Active Adult Communities

Retire in Savannah!

September 15, 2012 • Fenny Peiffer

By Frank Curran: Principal and resident at The Fairways at Savannah Quarters, west Savannah’s finest Active Adult community.


Would you describe yourself as an “energetic affluent”? According to a recent analysis of U.S. Census data, would-be retirees generally fall into two categories: those who wish to move closer to their children, and those called the “energetic affluent” who choose their retirement town based on available lifestyle choices.


If your primary consideration for retirement relocation is to be near your children, then this article isn’t for you (unless your children live in Savannah, GA). If, on the other hand, you fall into the “energetic affluent” category and can choose to retire to a town of your liking, here are a few things for you to consider.


Many retirees analyze their retirement according to two big variables: housing costs and taxes. If these are your main considerations, then you need to know that there are two problems with using only these criteria for making your determination: first, housing costs in any area are usually quoted as an average, and may not apply to the type of housing you’re looking for.  Also, maintenance costs and amenities are never figured into housing cost averages. Secondly, low taxes alone don’t tell the whole story. Towns boasting low taxes may have crumbling infrastructure, deficit spending, and high unemployment. Such towns may have cut back on services or layed off half their police force. In such circumstances, taxes are bound to rise. Until they do, you won’t be very comfortable. Once taxes do rise, you won’t be very happy about it.  So, don’t make the mistake of choosing a retirement town based on housing costs and taxes alone.

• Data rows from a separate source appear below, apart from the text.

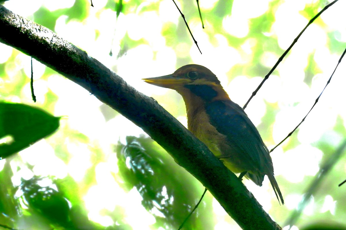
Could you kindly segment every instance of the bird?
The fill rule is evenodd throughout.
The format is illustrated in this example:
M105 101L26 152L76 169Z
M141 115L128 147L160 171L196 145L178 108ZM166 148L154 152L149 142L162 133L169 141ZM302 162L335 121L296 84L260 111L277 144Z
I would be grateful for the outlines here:
M244 110L231 100L211 70L190 64L171 74L142 80L181 95L188 129L231 171L240 173L241 179L245 176L261 186L266 175L279 203L283 204L268 148Z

In order to get an adequate snapshot of the town you might want to retire to, you should add a third analysis criterion to your list: lifestyle support.


We’ve written often about choosing the right neighborhood for retirement: the importance of having an active social community, recreational opportunities, and access to maintenance services. But, let’s face it: if you intend to lead an active life after retirement you’re not going to spend all your days within the gates of your community. No matter how wonderful your retirement community might be, if it’s in the middle of nowhere or near a “one-stoplight” town, it won’t be long before you are restless and dis-satisfied with your choice.


For active retirees, a satisfactory retirement community requires more than just proximity to grocery stores, hair dressers, and doctors. You will also appreciate access to culture, history, sporting events, restaurants, nightlife, shopping, and religious activities. And when the time comes for you to leave town, you’ll want to have access to public transportation options.


Pardon me for bragging, but in my opinion Savannah is a great place to retire because it supports an active retirement lifestyle. Here’s why:


Let’s start with the weather.  An active lifestyle will take you outside often, so good weather is a plus.  Savannah’s average high temperature is 77F and the average low is 56F. Not too hot, not too cold.  On average, it’s sunny more than 230 days a year and more than two-thirds of those days are without any sort of precipitation. If you like to play golf, hike, take walking tours, or hang out at the pool, this is perfect weather for doing so.


Cultural events? Savannah is home to twenty-one museums, half-dozen musical organizations, and five theater groups.  Savannah has a diverse and growing performing arts scene that offers cultural events throughout the year.


Are you a sports fan?  Do enjoy live games, the crush of the crowd, and a good hot dog? Then you’ll feel right at home in Savannah. You can enjoy live minor league baseball, basketball, football, hockey, and drag racing.


Of course, in a town nick-named “The Hostess City of the South” one would expect to find great restaurants and a diverse nightlife, and that’s just what you’ll find. Whatever your taste in food, you’ll find it in Savannah, from pub food and micro-breweries to haute cuisine. Like to dance? You’ll have plenty of options in Savannah’s late-night club scene, whether you lean toward ballroom dancing, boot-scooting or boogie.


With the largest urban historic district in the nation, Savannah is a history buff’s dream come true.  Founded in 1733, it was America’s first planned city.  Five historic districts have been designated in Savannah, and history buffs can spend countless days exploring the historic architecture, churches, cemeteries, homes, and fort. As much as there is to do in Savannah, there will still be times that you want to get out of town.  When that time comes, you’ll be glad to know that driving isn’t your only option: Savannah’s airport is just 20 minutes away and is served by six major airlines. If you prefer to leave the driving to some else, there’s an Amtrak station and a Greyhound bus station. There’s a local port for riverboat cruises, and currently under discussion is a full-scale facility to dock international cruise ships.


OK, I admit it: I’m biased in favor of retiring in Savannah.  But you have to admit, I have good reason to be. If you’re considering relocating for retirement, Savannah deserves a good, long look.